Quindi Ichino, sarebbe nel pieno diritto, di prendere atto della deriva del partito che lo ha portato in parlamento e fare le sue scelte. A chi scrive, in quanto elettore alle primarie del centro-sinistra, non sembra così facile né lineare.
Pietro Ichino, parlamentare del PD, sostiene alle primarie Matteo Renzi, del quale è forse il più autorevole maître à penser. Lo schierarsi e votare nelle primarie comportava però contestualmente l’impegno ad appoggiare il vincitore chiunque esso fosse. E il vincitore è stato Pierluigi Bersani. È un impegno morale e politico importante, soprattutto per un parlamentare.
Ichino prende questo impegno col PD ma, nei ritagli di tempo, scrive il programma di Mario Monti, che oggi si presenta come candidato alternativo a quel Pierluigi Bersani che Ichino si era appena impegnato ad appoggiare. Pugnala così alle spalle il candidato del partito del quale è autorevole esponente, scoprendolo sul fianco destro, e ridicolizza l’impegno liberamente preso appena poche settimane prima.
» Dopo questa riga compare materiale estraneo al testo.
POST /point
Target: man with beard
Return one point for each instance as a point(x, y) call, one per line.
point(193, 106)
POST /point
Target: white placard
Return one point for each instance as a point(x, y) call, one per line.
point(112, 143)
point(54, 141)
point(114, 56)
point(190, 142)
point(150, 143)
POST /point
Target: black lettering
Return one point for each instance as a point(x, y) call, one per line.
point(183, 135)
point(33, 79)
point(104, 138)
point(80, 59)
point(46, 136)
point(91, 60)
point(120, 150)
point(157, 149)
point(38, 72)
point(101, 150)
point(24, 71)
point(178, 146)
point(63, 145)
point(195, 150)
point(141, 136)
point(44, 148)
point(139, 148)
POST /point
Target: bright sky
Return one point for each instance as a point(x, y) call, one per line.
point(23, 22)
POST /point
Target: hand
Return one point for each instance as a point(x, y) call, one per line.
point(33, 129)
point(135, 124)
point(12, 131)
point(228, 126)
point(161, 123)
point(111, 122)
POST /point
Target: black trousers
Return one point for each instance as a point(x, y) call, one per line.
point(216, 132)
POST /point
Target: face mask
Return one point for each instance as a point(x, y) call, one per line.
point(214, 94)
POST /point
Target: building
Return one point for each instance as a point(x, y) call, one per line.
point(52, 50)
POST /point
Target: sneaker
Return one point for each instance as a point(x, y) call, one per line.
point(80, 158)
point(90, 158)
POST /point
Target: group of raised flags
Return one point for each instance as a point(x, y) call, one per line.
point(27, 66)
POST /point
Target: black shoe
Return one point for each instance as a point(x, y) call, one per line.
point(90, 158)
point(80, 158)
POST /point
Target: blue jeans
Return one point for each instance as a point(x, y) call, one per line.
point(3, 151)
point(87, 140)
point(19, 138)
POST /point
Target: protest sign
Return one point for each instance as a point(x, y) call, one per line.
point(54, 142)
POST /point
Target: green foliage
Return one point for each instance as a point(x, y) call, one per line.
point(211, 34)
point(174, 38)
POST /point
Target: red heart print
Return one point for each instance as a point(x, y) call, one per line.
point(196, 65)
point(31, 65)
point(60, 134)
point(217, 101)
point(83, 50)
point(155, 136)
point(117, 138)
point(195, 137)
Solo alla fine Ichino esce dal partito quando la «salita in politica» di Monti è cosa nota e quando le primarie parlamentari (meccanismo complesso e discutibile ma potentissimo) avrebbero messo in chiaro l’estraneità di Ichino alla tradizione socialdemocratica del PD. Se le primarie non ci fossero state forse il nostro agente all’Avana non se ne sarebbe andato. Eppure tra l’Agenda Monti e il Programma Bersani le differenze sono sfumature e l’impalcatura liberaldemocratica ed europeista è presente in entrambi alla stessa maniera. Dovrebbero dolersene gli elettori di sinistra, non quelli come Ichino che pretendono, dai loro posti di potere, dal parlamento e contando quotidianamente della grancassa dei giornali mainstream di far slittare il PD sempre più a destra.
Ichino è accomunato a Monti, il “candidato anomalo”, come è stato chiamato dal Corriere della Sera, colui che se vincerà governerà e se perderà avranno perso altri, dall’ostinazione dogmatica nel presentare il neoliberismo come una legge di natura e non come un’opzione politica tra tante. Ichino (in questo Monti ha ben altra coerenza e autorevolezza), come i vari Giavazzi e Alesina, senza parlare dei fondamentalisti come Zingales, hanno continuamente infangato il campo per imbonire l’opinione pubblica facendo credere che il liberismo sia di sinistra. Non ci è riuscito e va via. L’uscita dal PD è allo stesso tempo un elemento di chiarezza e una prova di slealtà.